Discrimination via the receiver operating characteristic curve was good (C-index = 0.87). The overall O:E ratio was 1 (95% confidence interval ([95 % CI]: 0.88-1.13), and therefore the quality of the surgical performance is within normal ranges. The O:E ratio, calculated by risk ranges, showed overestimation in the low risk range, especially in the 3 % to 6 % and 6 % to 10 % ranges. Calibration was poor (p < 0.001). The model deviated from the normal pattern of calibration, with mortality lower than expected in the high-risk range. Subgroup analysis found reasonable to good discrimination of populations (C-index ranging from 0.78 to 0.93 except for liver surgery [0.67]) while calibration of individuals remained poor (p < 0.001 to 0.02).
Good discrimination, as well as nonsignificant overall O:E values, makes P-POSSUM a valuable tool when it is used for surgical audit to compare mortality between populations for major digestive surgery. Conversely, poor calibration (goodness-of-fit), especially in subgroup analysis, and underestimation or overestimation of O:E ratios considerably limits the value of P-POSSUM for prediction of mortality in individuals. Therefore P-POSSUM should not be used to predict outcomes for one particular patient.
预测术后死亡率最著名的预测评分 P-POSSUM 需要在人群和环境中进行验证。
验证方法包括区分度(C 指数统计)、观察到的:预期(O:E)比值、Hosmer-Lemeshow 检验校准和亚组分析(急诊手术、癌症、年龄、器官)。该研究纳入了法国 3881 例多中心接受主要消化系统手术的患者。
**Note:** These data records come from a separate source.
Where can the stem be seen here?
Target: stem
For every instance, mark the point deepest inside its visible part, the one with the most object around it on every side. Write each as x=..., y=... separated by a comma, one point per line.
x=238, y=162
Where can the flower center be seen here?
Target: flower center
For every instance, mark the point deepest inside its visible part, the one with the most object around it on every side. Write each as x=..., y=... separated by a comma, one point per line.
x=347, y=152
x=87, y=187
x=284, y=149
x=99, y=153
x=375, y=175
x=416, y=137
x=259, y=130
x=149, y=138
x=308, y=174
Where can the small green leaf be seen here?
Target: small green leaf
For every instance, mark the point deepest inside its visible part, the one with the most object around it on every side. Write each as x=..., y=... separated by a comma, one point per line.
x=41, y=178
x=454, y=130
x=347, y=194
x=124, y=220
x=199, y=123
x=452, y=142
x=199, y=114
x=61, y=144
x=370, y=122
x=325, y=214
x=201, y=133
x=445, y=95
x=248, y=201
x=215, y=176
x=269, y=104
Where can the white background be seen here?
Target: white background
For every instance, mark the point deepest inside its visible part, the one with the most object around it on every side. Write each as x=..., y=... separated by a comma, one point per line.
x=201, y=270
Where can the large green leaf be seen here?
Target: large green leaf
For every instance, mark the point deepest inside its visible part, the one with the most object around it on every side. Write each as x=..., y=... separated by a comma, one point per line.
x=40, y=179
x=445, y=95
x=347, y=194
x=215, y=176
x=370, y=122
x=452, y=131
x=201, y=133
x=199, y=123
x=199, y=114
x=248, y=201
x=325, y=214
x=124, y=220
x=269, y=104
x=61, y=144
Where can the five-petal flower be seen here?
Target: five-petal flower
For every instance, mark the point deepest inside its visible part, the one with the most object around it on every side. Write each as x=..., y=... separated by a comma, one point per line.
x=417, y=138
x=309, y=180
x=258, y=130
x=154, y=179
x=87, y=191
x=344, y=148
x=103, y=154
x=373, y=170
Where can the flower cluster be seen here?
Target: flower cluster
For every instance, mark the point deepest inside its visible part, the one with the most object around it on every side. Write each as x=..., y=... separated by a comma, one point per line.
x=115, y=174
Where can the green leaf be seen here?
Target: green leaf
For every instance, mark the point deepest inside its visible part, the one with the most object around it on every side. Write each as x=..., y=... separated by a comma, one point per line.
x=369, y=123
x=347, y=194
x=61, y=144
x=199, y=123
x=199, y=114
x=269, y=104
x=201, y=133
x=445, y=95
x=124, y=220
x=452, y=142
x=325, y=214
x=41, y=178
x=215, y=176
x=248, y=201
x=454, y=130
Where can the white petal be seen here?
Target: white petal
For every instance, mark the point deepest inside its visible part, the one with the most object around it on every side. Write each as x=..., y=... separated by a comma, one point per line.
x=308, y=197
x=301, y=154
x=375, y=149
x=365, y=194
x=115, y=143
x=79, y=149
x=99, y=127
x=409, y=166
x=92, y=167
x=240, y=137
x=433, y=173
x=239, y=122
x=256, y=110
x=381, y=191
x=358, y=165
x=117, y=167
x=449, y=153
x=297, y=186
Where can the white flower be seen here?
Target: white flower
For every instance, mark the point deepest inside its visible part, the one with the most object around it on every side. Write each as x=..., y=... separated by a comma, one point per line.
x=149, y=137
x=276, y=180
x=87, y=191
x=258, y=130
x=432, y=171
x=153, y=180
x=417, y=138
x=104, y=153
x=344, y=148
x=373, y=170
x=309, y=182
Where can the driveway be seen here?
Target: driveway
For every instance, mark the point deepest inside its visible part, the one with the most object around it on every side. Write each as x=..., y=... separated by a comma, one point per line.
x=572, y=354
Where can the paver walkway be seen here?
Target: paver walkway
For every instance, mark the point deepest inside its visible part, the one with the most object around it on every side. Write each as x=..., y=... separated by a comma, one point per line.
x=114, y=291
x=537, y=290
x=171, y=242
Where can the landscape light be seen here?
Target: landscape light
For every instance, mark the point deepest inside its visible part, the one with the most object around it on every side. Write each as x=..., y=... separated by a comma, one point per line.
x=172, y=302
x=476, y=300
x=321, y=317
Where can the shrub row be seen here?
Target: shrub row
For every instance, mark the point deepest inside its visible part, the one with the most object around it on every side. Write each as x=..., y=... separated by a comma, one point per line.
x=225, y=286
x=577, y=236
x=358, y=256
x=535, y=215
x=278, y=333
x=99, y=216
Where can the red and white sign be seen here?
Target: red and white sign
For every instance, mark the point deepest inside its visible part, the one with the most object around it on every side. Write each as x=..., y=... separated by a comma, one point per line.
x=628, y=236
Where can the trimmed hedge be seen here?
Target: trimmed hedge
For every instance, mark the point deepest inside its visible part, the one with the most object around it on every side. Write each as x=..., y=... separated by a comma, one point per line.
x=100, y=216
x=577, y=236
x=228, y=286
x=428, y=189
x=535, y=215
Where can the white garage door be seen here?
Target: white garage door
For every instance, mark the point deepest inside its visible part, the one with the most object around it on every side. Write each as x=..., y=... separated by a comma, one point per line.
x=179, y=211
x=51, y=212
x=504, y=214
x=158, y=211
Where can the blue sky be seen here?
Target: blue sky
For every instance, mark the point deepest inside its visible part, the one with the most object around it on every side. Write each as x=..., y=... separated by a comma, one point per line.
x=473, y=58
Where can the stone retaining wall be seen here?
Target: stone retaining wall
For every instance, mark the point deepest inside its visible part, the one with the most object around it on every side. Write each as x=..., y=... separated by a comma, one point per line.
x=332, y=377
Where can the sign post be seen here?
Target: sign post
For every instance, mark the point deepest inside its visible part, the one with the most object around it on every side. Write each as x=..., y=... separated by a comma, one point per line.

通过接受者操作特征曲线的区分度较好(C 指数=0.87)。整体 O:E 比值为 1(95%置信区间(95%CI):0.88-1.13),因此手术表现质量处于正常范围内。通过风险范围计算的 O:E 比值显示在低风险范围内存在高估,尤其是在 3%-6%和 6%-10%范围内。校准较差(p<0.001)。该模型偏离了校准的正常模式,高风险范围内的死亡率低于预期。亚组分析发现人群的区分度合理到较好(C 指数范围为 0.78-0.93,除了肝脏手术为 0.67),而个体的校准仍然较差(p<0.001 至 0.02)。
当用于外科审核以比较主要消化系统手术的人群之间的死亡率时,良好的区分度以及整体 O:E 值无统计学意义使 P-POSSUM 成为一种有价值的工具。相反,较差的校准(拟合优度),特别是在亚组分析中,以及 O:E 比值的低估或高估极大地限制了 P-POSSUM 预测个体死亡率的价值。因此,不应使用 P-POSSUM 来预测特定患者的预后。